When I brought up that I needed to work, he acted like he didn’t hear me.

He gave me a prescription for an orthotic that would fit in my shoe. I called the orthotic place as soon as I got home, knowing that keeping my feet supported was wise. The receptionist said they didn't take insurance for the $350 for each foot, so I spent the rest of the day calling other orthotic places to see if any of them took insurance. None did. I called the first place and made an appointment.

At the same time, I was researching orthopedic surgeons for a second opinion. I hadn’t yet determined that the lack of an ability to get records from one doctor to another was a systemic problem, so I didn’t think to ask for copies at orthpedic No. 1. I learned that the former head of a national orthopedic organization was at a hospital across town. So, I called to make an appointment — and they said, of course, we need your records. This time, I called each doctors’ office and asked them to prepare my records and put my X-rays on a CD and I would be by to pick them up – again on the feet that are not supposed to be walking.

While waiting to see orthopedic surgeon No. 2, I went to the orthotic appointment and found a great professional who filled me in on the condition and said, for the first time, that I could no longer wear normal shoes. I would be in athletic shoes the rest of my life. She also said she was not going to put in the order until I saw the second surgeon because she wanted to be sure he was going to recommend the same thing. I didn’t hear her because I was stuck back on the athletic shoes for the rest of my life.

Do they not understand that those comments made off handedly are devastating to us.

The comment “no more shoes” took me to a mental picture of my closet and the thousands of dollars I invested in shoes I could wear because of my neuropathy.

Little tidbits like no more shoes, no more hair, no more breast. Doctors forget that little details like that are very painful. When I asked the rheumatologist No. 2 what I would do about shoes, his response was, “That’s the least of your worries.” And he was the good one.

So, now I am going to see orthopedic surgeon No. 2. First I am visited by his fellow, the baby docs who spend their last year with a professional learning all from him or her that they can. When the doctor entered the room he sat at the end of the exam table and took my feet in his hands.
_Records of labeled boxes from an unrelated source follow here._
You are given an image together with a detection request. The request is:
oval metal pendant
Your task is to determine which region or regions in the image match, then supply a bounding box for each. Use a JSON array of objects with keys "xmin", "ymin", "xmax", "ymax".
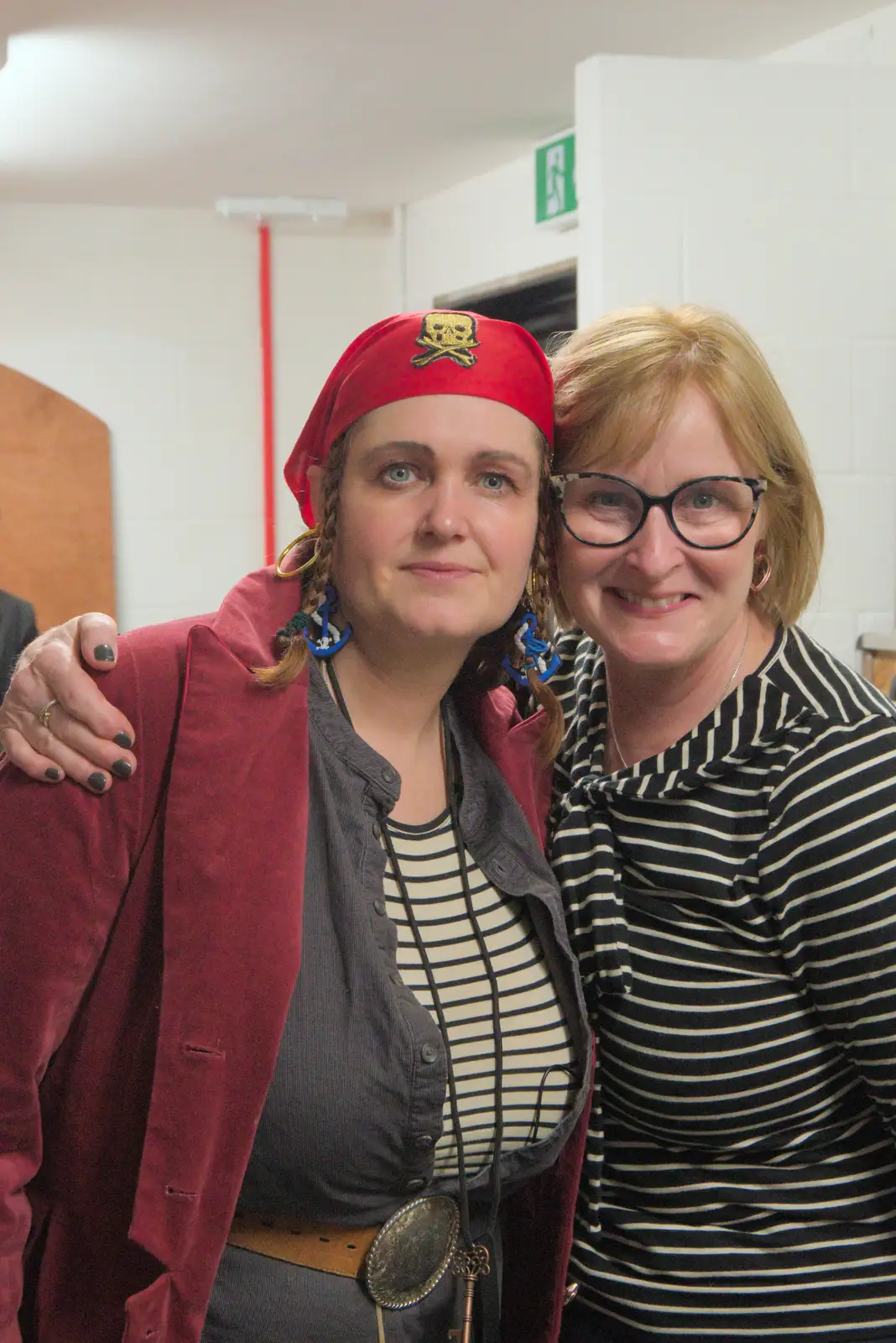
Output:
[{"xmin": 365, "ymin": 1194, "xmax": 460, "ymax": 1311}]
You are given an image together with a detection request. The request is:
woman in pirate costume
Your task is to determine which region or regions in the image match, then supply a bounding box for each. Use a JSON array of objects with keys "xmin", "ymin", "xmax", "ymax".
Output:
[{"xmin": 0, "ymin": 314, "xmax": 590, "ymax": 1343}]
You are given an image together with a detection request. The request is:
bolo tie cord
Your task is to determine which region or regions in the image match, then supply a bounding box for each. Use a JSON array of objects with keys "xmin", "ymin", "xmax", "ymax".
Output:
[{"xmin": 326, "ymin": 662, "xmax": 504, "ymax": 1246}]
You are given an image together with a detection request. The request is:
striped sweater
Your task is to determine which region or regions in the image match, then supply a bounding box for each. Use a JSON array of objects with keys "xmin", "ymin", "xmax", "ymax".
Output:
[{"xmin": 551, "ymin": 629, "xmax": 896, "ymax": 1343}]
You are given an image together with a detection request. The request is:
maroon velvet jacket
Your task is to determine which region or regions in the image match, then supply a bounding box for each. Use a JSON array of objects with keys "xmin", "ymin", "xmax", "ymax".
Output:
[{"xmin": 0, "ymin": 571, "xmax": 587, "ymax": 1343}]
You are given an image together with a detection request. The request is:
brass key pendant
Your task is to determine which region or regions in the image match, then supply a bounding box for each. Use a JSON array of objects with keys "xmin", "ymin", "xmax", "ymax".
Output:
[{"xmin": 448, "ymin": 1245, "xmax": 491, "ymax": 1343}]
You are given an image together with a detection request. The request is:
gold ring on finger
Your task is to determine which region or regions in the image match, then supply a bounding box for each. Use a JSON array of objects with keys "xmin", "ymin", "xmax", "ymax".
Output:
[{"xmin": 35, "ymin": 700, "xmax": 59, "ymax": 732}]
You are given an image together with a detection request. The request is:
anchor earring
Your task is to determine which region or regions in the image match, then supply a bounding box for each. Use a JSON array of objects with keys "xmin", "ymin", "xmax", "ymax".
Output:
[
  {"xmin": 302, "ymin": 583, "xmax": 352, "ymax": 658},
  {"xmin": 276, "ymin": 583, "xmax": 352, "ymax": 658},
  {"xmin": 500, "ymin": 611, "xmax": 560, "ymax": 685}
]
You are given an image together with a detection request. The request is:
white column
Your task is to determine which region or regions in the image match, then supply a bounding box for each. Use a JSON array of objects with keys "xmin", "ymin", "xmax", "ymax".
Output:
[{"xmin": 576, "ymin": 56, "xmax": 896, "ymax": 663}]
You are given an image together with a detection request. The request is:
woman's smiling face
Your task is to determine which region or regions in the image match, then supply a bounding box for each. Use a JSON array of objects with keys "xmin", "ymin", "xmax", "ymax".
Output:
[{"xmin": 557, "ymin": 384, "xmax": 764, "ymax": 670}]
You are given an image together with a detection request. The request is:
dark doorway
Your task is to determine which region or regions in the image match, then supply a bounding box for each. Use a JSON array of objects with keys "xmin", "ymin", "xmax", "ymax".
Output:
[{"xmin": 440, "ymin": 267, "xmax": 576, "ymax": 349}]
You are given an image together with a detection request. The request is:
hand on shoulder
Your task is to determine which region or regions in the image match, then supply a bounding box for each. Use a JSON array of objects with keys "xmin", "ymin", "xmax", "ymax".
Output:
[{"xmin": 0, "ymin": 611, "xmax": 137, "ymax": 792}]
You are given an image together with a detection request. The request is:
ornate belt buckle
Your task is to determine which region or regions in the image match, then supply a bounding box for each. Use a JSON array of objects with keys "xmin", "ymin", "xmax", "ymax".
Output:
[{"xmin": 363, "ymin": 1194, "xmax": 460, "ymax": 1311}]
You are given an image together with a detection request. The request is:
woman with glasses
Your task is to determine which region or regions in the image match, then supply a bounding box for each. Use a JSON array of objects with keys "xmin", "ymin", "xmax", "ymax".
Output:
[
  {"xmin": 551, "ymin": 307, "xmax": 896, "ymax": 1343},
  {"xmin": 5, "ymin": 307, "xmax": 896, "ymax": 1343}
]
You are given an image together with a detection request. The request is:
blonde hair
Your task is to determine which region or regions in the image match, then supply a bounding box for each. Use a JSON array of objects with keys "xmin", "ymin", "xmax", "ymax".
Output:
[
  {"xmin": 253, "ymin": 426, "xmax": 563, "ymax": 759},
  {"xmin": 551, "ymin": 304, "xmax": 825, "ymax": 624}
]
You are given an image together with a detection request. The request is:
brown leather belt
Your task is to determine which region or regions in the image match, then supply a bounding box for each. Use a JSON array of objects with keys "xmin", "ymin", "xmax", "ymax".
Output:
[{"xmin": 227, "ymin": 1213, "xmax": 379, "ymax": 1278}]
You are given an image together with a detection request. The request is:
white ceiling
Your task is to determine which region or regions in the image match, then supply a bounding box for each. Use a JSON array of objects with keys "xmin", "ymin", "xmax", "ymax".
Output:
[{"xmin": 0, "ymin": 0, "xmax": 873, "ymax": 210}]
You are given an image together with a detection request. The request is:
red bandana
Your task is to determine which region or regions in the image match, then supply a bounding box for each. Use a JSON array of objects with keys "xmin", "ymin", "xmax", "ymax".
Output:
[{"xmin": 283, "ymin": 311, "xmax": 554, "ymax": 526}]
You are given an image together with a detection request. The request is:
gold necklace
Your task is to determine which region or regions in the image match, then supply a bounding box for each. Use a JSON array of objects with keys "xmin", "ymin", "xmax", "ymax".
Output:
[{"xmin": 603, "ymin": 616, "xmax": 750, "ymax": 770}]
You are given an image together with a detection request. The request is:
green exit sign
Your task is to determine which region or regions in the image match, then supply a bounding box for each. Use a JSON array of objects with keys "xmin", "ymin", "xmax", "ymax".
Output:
[{"xmin": 535, "ymin": 130, "xmax": 578, "ymax": 226}]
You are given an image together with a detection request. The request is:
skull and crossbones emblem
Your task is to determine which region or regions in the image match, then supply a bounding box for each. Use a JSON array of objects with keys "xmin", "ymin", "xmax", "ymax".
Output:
[{"xmin": 410, "ymin": 313, "xmax": 479, "ymax": 368}]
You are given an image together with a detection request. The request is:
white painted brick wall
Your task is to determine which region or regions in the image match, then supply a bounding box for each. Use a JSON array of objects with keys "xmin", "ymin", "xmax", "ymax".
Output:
[{"xmin": 0, "ymin": 206, "xmax": 397, "ymax": 629}]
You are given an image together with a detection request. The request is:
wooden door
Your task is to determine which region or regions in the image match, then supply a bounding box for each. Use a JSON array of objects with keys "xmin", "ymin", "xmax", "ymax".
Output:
[{"xmin": 0, "ymin": 364, "xmax": 115, "ymax": 630}]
Gently he was feeling them, and then he said, “Tell me why you are here.” I responded that I had been told I have Charcot foot and I want to confirm it and need to know what treatment you recommend and how to live with this for the rest of my life.“

“Good questions,” he said. I loved him. He finally looked at ME.
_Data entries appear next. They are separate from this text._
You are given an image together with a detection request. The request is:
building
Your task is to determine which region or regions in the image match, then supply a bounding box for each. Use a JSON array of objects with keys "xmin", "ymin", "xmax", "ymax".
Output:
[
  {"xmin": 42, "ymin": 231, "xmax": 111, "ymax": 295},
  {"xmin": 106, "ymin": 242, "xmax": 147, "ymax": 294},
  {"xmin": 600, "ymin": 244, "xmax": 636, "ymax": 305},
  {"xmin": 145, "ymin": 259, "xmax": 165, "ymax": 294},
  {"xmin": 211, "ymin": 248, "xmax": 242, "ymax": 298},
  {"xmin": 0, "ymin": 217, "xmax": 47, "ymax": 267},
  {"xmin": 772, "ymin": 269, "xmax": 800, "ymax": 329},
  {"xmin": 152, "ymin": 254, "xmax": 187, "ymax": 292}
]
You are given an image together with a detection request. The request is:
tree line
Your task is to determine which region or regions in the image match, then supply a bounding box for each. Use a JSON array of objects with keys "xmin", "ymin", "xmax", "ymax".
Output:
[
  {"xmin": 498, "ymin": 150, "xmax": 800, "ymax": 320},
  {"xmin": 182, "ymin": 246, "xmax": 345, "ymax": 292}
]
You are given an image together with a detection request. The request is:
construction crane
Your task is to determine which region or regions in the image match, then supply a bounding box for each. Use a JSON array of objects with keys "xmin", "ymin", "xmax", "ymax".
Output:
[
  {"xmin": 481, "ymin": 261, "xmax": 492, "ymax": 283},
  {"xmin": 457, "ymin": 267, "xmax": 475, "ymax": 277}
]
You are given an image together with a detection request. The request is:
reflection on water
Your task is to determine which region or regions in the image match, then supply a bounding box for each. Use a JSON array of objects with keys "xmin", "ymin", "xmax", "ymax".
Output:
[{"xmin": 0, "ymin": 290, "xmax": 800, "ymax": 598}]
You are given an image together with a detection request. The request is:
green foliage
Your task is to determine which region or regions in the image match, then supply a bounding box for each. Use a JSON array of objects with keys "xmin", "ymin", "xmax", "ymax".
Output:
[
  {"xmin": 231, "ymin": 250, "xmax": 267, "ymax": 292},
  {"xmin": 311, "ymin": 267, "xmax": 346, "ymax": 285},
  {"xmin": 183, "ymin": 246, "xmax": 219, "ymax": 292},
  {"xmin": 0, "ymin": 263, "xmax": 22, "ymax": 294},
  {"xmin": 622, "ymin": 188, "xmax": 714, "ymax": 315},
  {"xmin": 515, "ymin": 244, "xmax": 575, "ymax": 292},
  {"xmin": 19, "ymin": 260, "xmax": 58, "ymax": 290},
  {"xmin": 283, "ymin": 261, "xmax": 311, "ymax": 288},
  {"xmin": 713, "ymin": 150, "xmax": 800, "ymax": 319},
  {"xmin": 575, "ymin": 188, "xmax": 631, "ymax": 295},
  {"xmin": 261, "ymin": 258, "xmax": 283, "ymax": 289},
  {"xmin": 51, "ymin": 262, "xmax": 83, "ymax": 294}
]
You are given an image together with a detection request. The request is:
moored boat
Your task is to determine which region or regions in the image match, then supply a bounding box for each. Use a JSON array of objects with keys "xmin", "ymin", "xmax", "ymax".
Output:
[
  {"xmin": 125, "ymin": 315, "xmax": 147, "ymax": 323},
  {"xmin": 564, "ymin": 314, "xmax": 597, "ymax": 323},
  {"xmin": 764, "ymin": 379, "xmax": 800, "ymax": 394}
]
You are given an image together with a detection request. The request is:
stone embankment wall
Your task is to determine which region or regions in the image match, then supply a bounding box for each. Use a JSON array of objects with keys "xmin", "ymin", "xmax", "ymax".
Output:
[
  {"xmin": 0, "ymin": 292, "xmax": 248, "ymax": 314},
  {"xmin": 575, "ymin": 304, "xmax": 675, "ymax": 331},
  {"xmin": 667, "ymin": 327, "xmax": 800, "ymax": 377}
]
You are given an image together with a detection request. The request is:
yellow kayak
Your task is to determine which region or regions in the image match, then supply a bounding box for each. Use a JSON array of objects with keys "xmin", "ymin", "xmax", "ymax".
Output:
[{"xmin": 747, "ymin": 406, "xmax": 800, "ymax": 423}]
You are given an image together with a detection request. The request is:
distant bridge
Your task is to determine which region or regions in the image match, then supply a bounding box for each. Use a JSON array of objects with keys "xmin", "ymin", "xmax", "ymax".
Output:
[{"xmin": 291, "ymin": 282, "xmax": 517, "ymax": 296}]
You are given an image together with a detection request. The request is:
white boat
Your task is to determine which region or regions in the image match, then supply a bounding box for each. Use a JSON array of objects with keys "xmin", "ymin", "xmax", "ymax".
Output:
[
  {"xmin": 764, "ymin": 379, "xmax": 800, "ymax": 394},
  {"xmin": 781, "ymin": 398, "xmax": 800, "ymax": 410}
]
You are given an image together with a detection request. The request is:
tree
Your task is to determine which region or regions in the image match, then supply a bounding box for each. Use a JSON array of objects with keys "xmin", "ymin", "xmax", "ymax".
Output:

And by then I had all my records in a three-ring binder. I handed it to him. He was appreciative. He then told me he did not recommend surgery but would put me in an orthotic boot that would give me more support.

Then he did something I have never seen before. He turned to his fellow, who had stood silently behind him during the exam, and asked him what he thought and why. He was teaching! It was great.

It was then that I remembered why I chose my oncologist and what I loved about him. He treated me like a human who had a little problem and NOT a disease who happened to have a human attached like an apendage.

If you are doing the diagnosis dance, get organized. Ask for your records, and don’t feel you have to use the first doctor you see. Listen to your gut about what you are being told and know that you have the right to keep seeing doctors until you feel you understand what is happening in your body. Take someone with you to take notes.

At the end of teaching his fellow, orthopedic No.2 told the fellow to get the name of my friend. "If a patient brings someone with her, it's another set of ears for the future," he told him. "If the patient doesn't' remember something you can ask her to talk to her friend, husband or whoever came with her what their memory was." Wow. The fellow turned to my friend and said, "and what is your name."

You have a right to be treated like a human being while being diagnosed. You are not a disease, you are a person and it's important that the person you partner with in your healthcare is someone who cares about you.

Tell me about your diagnosis. Let's share what we know.